Constitution de l’équipe d’enseignants

  • L’équipe des enseignants sera, pour le mieux, constituée sur la base de leur intérêt et leur engagement. Rappelons toutefois que les maîtres ne peuvent pas refuser d’enseigner à des élèves que leur confie la direction.
  • Avant la rentrée scolaire, une collaboration avec l’enseignement spécialisé pour la mise en place globale de l’intégration de l’élève sourd ou malentendant dans l’école est un atout (choix de la classe, effectif réduit, choix de l’enseignant, etc.)

Transmission des informations aux enseignants

  • Le répondant de l’école réunira les enseignants au début de l’année scolaire afin de leur transmettre toutes les informations utiles et de préciser les modalités d’aménagements mises en place. La présence d’un représentant du Centre de Montbrillant, le cas échéant également (Procom) ou du service d’aide à l’intégration d’A Capella (SAI), permettrait de donner des informations spécifiques au sujet de la surdité et des moyens pouvant être mis en œuvre. Une présentation de l’appui peut s’avérer très utile aux enseignants afin d’optimiser la collaboration. Une sensibilisation à la surdité « handicap partagé » peut être organisée par le Relais Surdité à l’attention des élèves et des enseignants, avec l’accord de l’élève concerné.

Transmission des Informations aux camarades de classe

  • Si l’élève donne son accord, la personne répondante de l’OMP peut également donner des informations utiles aux autres élèves de son groupe.
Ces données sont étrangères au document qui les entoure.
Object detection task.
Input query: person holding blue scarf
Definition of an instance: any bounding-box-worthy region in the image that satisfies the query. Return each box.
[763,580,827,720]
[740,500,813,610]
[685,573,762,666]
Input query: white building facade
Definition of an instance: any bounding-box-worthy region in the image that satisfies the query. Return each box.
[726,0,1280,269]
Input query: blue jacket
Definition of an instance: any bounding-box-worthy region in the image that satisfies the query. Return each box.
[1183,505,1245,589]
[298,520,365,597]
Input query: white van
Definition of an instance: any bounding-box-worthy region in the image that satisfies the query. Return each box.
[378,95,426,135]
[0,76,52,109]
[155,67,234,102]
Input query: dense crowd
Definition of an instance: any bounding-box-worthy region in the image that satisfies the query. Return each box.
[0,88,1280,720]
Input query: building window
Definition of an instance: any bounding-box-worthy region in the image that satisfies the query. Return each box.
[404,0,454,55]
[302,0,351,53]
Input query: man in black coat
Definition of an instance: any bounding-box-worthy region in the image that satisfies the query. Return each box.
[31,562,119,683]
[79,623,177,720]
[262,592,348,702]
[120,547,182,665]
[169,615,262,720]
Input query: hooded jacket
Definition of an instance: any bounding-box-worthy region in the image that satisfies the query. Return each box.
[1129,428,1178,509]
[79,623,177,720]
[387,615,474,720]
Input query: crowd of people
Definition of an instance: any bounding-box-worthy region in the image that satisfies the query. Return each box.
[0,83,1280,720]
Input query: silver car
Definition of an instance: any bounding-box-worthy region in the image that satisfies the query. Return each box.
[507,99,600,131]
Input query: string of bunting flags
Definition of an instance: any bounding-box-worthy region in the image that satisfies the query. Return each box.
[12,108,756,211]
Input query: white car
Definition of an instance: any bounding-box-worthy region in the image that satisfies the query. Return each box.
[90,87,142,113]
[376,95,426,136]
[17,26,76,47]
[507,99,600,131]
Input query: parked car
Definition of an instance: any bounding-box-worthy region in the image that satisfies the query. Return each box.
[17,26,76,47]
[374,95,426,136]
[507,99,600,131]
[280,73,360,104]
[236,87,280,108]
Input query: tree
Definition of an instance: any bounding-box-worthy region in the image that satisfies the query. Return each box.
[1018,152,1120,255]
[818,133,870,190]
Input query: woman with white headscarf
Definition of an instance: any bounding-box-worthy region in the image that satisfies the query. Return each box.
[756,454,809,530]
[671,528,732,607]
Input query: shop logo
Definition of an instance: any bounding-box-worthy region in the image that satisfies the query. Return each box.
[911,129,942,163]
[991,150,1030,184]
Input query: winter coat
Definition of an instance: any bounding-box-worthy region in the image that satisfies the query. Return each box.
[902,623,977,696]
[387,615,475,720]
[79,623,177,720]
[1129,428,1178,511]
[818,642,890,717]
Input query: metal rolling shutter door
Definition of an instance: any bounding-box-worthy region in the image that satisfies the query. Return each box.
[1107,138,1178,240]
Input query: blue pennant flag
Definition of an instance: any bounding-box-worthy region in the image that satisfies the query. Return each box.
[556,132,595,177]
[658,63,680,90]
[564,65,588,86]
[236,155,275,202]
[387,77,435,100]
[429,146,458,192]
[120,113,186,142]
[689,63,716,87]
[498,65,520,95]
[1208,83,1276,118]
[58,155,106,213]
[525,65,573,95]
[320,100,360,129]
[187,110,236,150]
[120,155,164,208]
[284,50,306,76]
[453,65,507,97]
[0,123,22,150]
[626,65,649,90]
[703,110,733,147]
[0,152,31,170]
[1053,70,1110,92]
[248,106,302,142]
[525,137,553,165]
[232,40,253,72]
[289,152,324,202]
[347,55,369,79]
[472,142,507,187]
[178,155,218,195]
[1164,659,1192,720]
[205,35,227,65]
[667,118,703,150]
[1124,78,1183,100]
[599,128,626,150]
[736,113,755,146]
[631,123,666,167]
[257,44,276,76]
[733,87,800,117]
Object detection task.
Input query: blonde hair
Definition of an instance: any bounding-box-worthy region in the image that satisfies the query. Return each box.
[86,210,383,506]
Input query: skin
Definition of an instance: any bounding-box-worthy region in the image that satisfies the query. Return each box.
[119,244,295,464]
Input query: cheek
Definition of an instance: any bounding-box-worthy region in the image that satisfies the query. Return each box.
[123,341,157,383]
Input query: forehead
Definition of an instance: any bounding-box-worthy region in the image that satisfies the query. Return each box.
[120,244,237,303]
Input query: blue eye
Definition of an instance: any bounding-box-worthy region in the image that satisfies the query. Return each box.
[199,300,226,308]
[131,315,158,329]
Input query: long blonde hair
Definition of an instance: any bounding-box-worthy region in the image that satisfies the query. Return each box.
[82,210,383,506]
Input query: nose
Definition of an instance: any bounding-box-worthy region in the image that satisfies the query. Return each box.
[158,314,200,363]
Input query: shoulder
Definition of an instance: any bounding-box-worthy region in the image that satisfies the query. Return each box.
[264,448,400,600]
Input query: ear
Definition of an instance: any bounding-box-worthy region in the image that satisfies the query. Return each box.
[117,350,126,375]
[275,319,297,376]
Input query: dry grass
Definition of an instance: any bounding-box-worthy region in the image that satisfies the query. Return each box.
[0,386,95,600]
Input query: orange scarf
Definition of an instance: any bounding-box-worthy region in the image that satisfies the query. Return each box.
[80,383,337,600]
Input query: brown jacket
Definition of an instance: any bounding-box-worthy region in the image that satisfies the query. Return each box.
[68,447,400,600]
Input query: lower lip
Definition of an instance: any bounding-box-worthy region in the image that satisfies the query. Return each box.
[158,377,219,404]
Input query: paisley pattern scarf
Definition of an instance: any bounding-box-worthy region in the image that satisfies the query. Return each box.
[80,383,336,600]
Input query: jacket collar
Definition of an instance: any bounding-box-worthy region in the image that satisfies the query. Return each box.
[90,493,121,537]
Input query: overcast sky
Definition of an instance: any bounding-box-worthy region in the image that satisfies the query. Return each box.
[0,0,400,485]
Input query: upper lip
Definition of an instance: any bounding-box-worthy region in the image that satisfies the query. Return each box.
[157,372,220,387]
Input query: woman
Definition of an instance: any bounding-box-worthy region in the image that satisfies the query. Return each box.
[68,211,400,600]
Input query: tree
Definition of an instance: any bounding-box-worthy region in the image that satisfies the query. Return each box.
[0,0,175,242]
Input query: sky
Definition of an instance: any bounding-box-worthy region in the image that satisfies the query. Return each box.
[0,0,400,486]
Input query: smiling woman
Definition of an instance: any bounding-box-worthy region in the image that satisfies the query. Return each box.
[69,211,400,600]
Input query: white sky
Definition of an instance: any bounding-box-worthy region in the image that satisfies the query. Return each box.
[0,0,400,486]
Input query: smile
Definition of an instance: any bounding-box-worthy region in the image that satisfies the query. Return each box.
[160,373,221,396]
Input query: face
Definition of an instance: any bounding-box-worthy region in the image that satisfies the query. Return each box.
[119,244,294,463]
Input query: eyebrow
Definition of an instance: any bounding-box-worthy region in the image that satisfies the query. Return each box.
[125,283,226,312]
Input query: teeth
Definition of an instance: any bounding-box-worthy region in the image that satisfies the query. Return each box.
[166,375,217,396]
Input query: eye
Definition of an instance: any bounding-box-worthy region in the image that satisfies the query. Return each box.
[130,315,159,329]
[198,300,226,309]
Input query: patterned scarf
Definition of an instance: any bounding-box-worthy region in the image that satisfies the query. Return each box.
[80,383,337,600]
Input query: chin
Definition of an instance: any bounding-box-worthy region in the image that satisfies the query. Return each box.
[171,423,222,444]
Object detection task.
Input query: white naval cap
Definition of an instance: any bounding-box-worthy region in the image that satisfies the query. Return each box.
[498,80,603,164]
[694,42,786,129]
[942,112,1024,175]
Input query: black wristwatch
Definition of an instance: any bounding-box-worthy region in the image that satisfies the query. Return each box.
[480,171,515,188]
Il est en effet primordial qu’ils soient informés de la déficience auditive de leur camarade et qu’il soient sensibilisés à la surdité et à la communication avec l’élève sourd ou malentendant. .
  • Il est également souhaitable que l’on explicite certaines mesures mises en place pour pallier la déficience (cursus scolaire aménagé, mesures portant sur les modalités de travail, etc.). Cette information pourra être donnée soit par le responsable du groupe soit par le répondant de l’intégration au sein de l’établissement.

Evaluation

Lors des évaluations, nous recommandons les adaptations suivantes pour l’élève sourd ou malentendant. Cependant, il est nécessaire de les évaluer et discuter au cas par cas, car chaque élève est différent. Ces adaptations doivent être élaborées dans le cadre d’une collaboration avec l’enseignant spécialisé et/ou l’interprète et/ou la codeuse-interprète, etc. :

  • Accorder un temps supplémentaire à l’élève car la lecture des consignes et la rédaction d’un texte peut lui demander plus de temps.
  • Adaptez les modes d’interrogation à l’élève sourd (la dictée par exemple pose problème car l’élève est défavorisé en raison de ses difficultés perceptives)
  • La présence de l’interprète en langue des signes ou du codeur-interprète en LPC est souhaitée pour les consignes, les questions posées par les élèves, les remarques supplémentaires de l’enseignant, etc. Si l’évaluation porte sur un texte ou un support audio ou vidéo, il est préférable que l’interprète ou le codeur-interprète ait pu prendre connaissances de ces supports au préalable.
  • S’assurer que l’élève a bien compris les consignes.
  • Lors de la correction, prendre en compte le fait que la formulation française peut-être approximative.
  • Dans le cas des élèves dont la langue des signes est le langue privilégiée, il est possible de demander à l’élève de signer sa réponse que l’interprète en langue de signe écrira pour lui (de manière fidèle et neutre) afin d’être sûr de tester ses connaissances sur le sujet et pas qu’il soit pénalisé parce qu’il n’arrive pas à formuler par écrit, en français, ce qu’il sait.
  • Il est utile que l’enseignant spécialisé connaisse le champ de l’évaluation afin qu’il puisse revoir avec lui les connaissances préalables nécessaires au bon déroulement de l’évaluation. L’enseignant spécialisé ne va pas travailler ce qui va être évalué en soit, mais il va s’assurer que l’élève ait toutes les autres connaissances nécessaires pour faire cette évaluation comme ses camarades.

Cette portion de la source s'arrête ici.